Я кладу руку Рокси на плечо, собираясь уходить, и слегка сжимаю его. Благослови ее Бог, она вся в предвкушении.
На бешеной скорости я бегу по задней дорожке к коттеджу, распахиваю дверь в спальню и прыгаю на кровать. Вынимаю ноутбук. Вынимаю телефон. Открываю блокнот. Сорок восемь вин на счету, осталось семьдесят шесть. И вот я отправляюсь в долину Луары за энергичным вином из Сансера.

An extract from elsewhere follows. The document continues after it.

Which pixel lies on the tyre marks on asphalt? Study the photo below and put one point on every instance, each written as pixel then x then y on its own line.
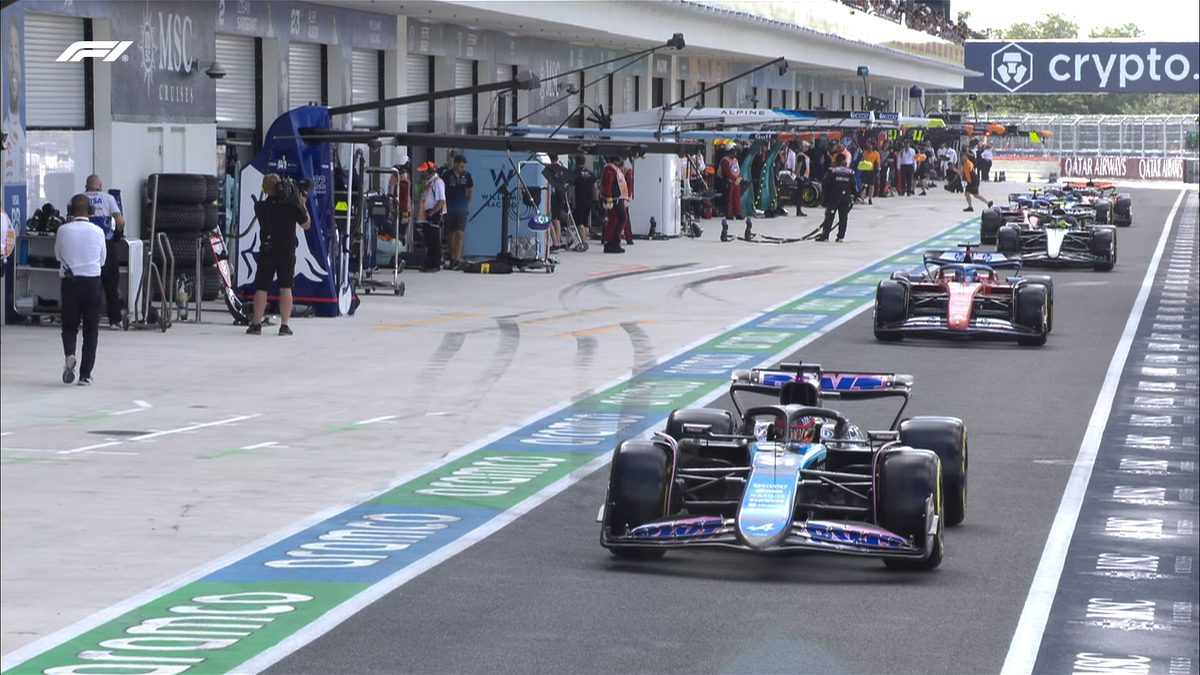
pixel 643 347
pixel 697 285
pixel 569 293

Пока я смотрю на ручку, ко мне приходят воспоминания. Школьное домашнее задание за маленьким столиком у нас на кухне. Такой столик для совсем маленьких детей, который был мне безнадежно мал, но которым я все еще пользовалась в двенадцать лет. Я писала прописи. Пятьдесят строчек. «Я не буду перечить учителю». Я помню, как не торопясь выписывала каждую строчку по-разному. Одна с лепестками вокруг буквы «о». Одна – полностью заглавными буквами. Одна вверх ногами. Одна задом наперед. В одной строчке я использовала мамино зеркальце для макияжа, чтобы написать каждую букву наоборот. Когда я с гордостью вручила задание учительнице, она сказала, что я не поняла смысла наказания, и отчитала меня за нахальство. Затем она потребовала, чтобы я повторила все еще раз как следует. Когда я отказалась и указала на несправедливость такого требования, меня отправили к завучу и вызвали маму в школу. Оказывается, я была непослушным ребенком. Однако у меня не было проблем, когда мы вернулись домой. Мама не выказала ничего, кроме равнодушия: «Тебе сложно просто писать прописи и не выделываться?»
По крайней мере, для данной ситуации это кажется хорошим советом.
Я возвращаюсь к текущей задаче, перехожу к красным винам и приступаю к «Пино Нуар». К 5.45 вечера – примерно в то же время, когда Джеймс, Анис, Билл (слава богу, трезвый) и Рокси собираются в комнате персонала перед ужином, на который заказаны четыре столика, – я начинаю чувствовать, что у меня все получится.
Глава 17
В мою дверь осторожно стучат.
– Хизер?
Я издаю стон. Ненавижу, когда Джеймс называет меня так. Я подумываю попросить его называть меня Птичкой, притворившись, что это прозвище, что на самом деле так и есть, но это кажется неправильным. Я смотрюсь в зеркало. Я выгляжу… вроде бы неплохо. Я накрасилась гораздо сильнее, чем обычно, но надеюсь, что это не слишком заметно. Я не была уверена, что кроваво-красная помада подходит для рыбалки, но все равно рискнула.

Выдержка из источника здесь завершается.